Que la Ley de Cine haya surgido como una propuesta para impulsar el séptimo arte en República Dominicana fue una idea que, como dice el refrán, “tenía el corazón en el lugar correcto”.
La Ley 108-10, que cumple 14 años, además de ser el motor de las producciones locales, ha permitido colocar a República Dominicana bajo los reflectores de algunas películas extranjeras, generando miles de empleos y millones de pesos en recaudación. A la fecha, esta política fiscal ha facilitado la producción de 253 largometrajes dominicanos durante la última década y ha generado 25,000 puestos de trabajo.
Visto de esta manera, no cabe duda de la importancia que ha tenido la ley.
Sin embargo, la apuesta por la industria del celuloide no ha sido miel sobre hojuelas. Si bien en estos 14 años el cine dominicano ha experimentado un próspero desarrollo, el sacrificio para el Estado ha sido gigantesco.
Estamos hablando de unos RD$24 mil millones dejados de percibir desde 2010. En contraste, durante el mismo período, la recaudación por asistencia a las salas de cine sumó apenas RD$1,885 millones.
En momentos en los que el país discute las posibilidades de aumentar las recaudaciones y reducir los gastos, diversos sectores señalan áreas donde podrían aplicarse recortes. Los incentivos dispuestos en la Ley de Cine figuran entre las principales propuestas.
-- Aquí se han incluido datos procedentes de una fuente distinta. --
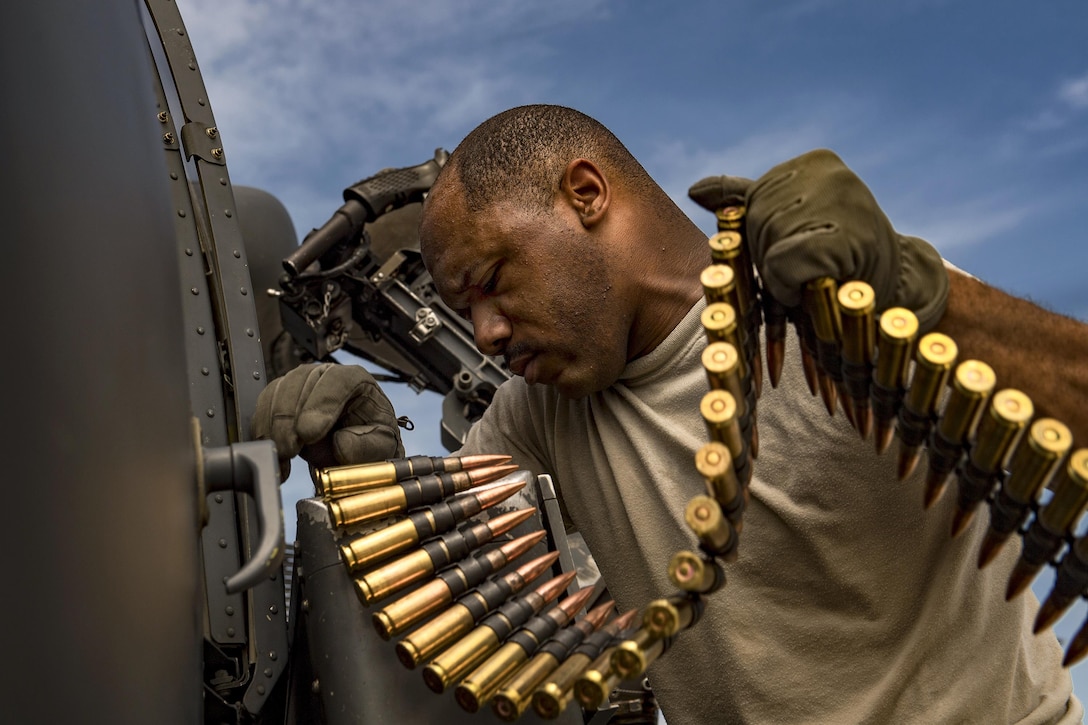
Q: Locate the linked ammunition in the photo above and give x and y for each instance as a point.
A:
(415, 492)
(694, 573)
(512, 699)
(720, 414)
(894, 344)
(721, 363)
(478, 688)
(1053, 523)
(343, 480)
(775, 317)
(593, 686)
(715, 532)
(472, 649)
(634, 655)
(731, 219)
(1033, 463)
(719, 323)
(819, 302)
(1071, 581)
(856, 309)
(469, 609)
(1000, 424)
(719, 285)
(806, 343)
(715, 464)
(553, 697)
(727, 247)
(448, 584)
(972, 384)
(432, 555)
(934, 361)
(373, 548)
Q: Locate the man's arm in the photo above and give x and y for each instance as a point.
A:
(1035, 351)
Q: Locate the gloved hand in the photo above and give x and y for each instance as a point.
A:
(330, 414)
(812, 217)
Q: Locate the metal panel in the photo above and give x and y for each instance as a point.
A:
(101, 572)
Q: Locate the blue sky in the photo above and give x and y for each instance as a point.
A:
(968, 120)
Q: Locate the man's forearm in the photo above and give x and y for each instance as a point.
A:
(1035, 351)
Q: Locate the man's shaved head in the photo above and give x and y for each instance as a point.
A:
(520, 156)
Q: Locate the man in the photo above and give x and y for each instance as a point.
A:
(847, 602)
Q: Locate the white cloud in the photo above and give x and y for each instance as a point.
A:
(1074, 91)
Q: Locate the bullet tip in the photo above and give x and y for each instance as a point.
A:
(907, 461)
(776, 353)
(960, 520)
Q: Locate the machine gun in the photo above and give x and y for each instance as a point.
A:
(370, 295)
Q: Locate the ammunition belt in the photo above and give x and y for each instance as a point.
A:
(492, 639)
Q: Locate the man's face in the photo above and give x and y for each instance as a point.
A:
(536, 286)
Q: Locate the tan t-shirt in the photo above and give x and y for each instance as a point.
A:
(848, 602)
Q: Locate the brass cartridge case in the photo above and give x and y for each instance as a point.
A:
(719, 323)
(689, 572)
(435, 594)
(476, 647)
(714, 531)
(898, 329)
(722, 364)
(1053, 524)
(516, 695)
(632, 656)
(715, 464)
(343, 480)
(381, 544)
(719, 285)
(1071, 495)
(415, 566)
(593, 686)
(668, 616)
(457, 621)
(999, 425)
(819, 300)
(387, 500)
(1009, 412)
(1036, 457)
(727, 247)
(972, 384)
(452, 664)
(1030, 465)
(856, 303)
(480, 686)
(553, 697)
(936, 355)
(720, 414)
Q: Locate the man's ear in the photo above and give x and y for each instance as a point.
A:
(586, 189)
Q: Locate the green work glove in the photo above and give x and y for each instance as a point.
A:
(812, 217)
(330, 414)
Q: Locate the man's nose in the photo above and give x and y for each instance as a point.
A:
(491, 329)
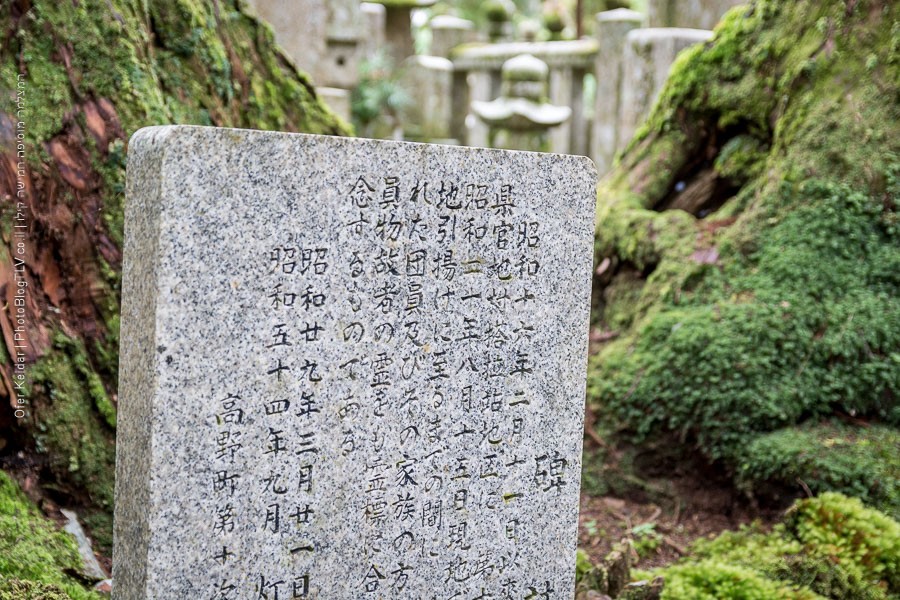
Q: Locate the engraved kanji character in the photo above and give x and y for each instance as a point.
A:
(400, 576)
(420, 188)
(307, 444)
(275, 442)
(354, 331)
(222, 557)
(273, 518)
(224, 519)
(308, 405)
(310, 333)
(504, 202)
(308, 371)
(277, 369)
(225, 481)
(446, 228)
(312, 298)
(432, 513)
(230, 414)
(372, 579)
(276, 407)
(476, 196)
(272, 484)
(448, 196)
(404, 506)
(302, 515)
(305, 478)
(473, 230)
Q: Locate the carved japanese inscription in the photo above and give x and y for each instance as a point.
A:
(350, 369)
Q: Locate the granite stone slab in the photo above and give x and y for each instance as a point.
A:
(349, 369)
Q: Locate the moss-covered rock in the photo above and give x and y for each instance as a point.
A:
(770, 296)
(36, 560)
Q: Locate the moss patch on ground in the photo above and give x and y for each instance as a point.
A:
(830, 546)
(36, 559)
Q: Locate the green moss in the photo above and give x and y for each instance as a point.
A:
(859, 539)
(829, 547)
(35, 557)
(857, 461)
(75, 419)
(711, 580)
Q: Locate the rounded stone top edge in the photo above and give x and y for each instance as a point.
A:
(619, 14)
(666, 33)
(450, 22)
(479, 50)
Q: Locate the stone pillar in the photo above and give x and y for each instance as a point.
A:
(427, 80)
(345, 28)
(448, 32)
(459, 107)
(699, 14)
(611, 29)
(649, 54)
(373, 28)
(521, 117)
(480, 90)
(338, 101)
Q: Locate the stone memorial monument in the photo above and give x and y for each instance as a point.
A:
(350, 368)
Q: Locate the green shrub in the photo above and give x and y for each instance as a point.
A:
(805, 326)
(860, 462)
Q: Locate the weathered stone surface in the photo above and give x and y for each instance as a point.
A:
(611, 29)
(427, 80)
(322, 38)
(448, 32)
(350, 368)
(695, 14)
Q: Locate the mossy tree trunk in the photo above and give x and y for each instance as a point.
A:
(89, 73)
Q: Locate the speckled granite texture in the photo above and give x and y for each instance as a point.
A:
(350, 369)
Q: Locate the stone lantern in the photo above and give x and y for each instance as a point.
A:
(522, 116)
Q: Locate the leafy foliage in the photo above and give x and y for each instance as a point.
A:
(797, 318)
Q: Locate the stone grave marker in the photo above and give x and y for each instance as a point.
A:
(350, 368)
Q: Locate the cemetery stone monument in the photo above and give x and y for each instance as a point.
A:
(350, 368)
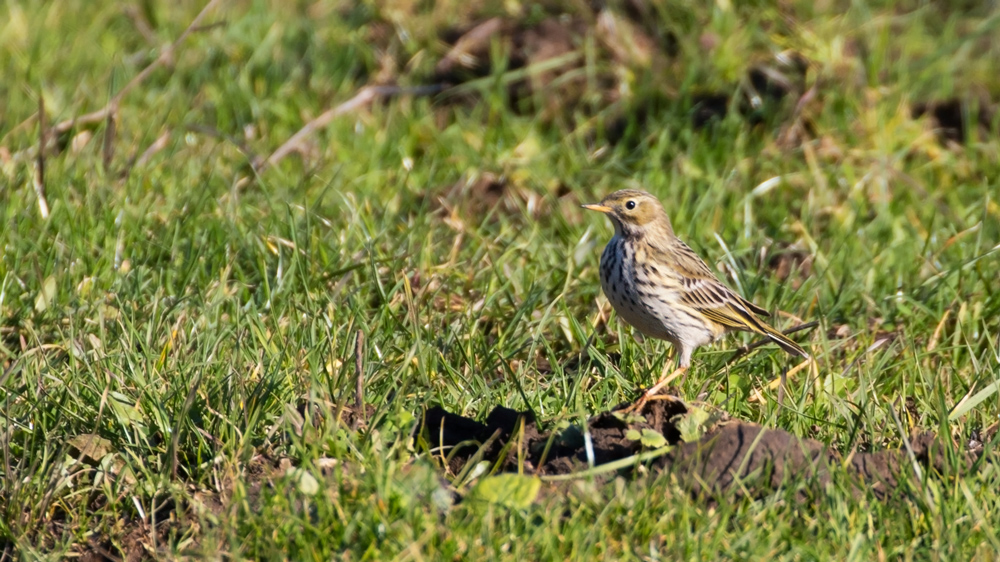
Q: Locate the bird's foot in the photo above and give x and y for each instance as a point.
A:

La propuesta de Modernización Fiscal, como denominó el Gobierno a la reforma presentada el pasado 7 de octubre, puso sobre la mesa la posibilidad de eliminar esos incentivos.
Los números son fríos y, para muchos, especialmente aquellos vinculados al ámbito cultural, no cuentan toda la historia. La eliminación de estos incentivos podría disuadir la inversión en producciones locales y, en el plano internacional, representar la pérdida de proyectos, sin mencionar su impacto en el desarrollo cultural.
Es cierto, no hay un precio para la cultura. Pero, ¿Cuánto más estamos dispuestos a pagar por mantener sin cambios una industria que, en términos económicos, recibe más de lo que devuelve?
La norma debía ser revisada a los 10 años de su aprobación y entrada en vigencia. Sin embargo, la pandemia de COVID-19 obligó al país a posponer esta revisión.
Desde el punto de vista cultural, la eliminación del incentivo haría más daño que bien. No obstante, resulta imprescindible una revisión que permita establecer nuevas formas de aplicación y extensión, asegurando que el país obtenga los recursos necesarios para cumplir con otras metas.
La cultura no tiene precio, eso no se discute, pero tampoco puede ser la excusa para mantener la llave abierta sin límites.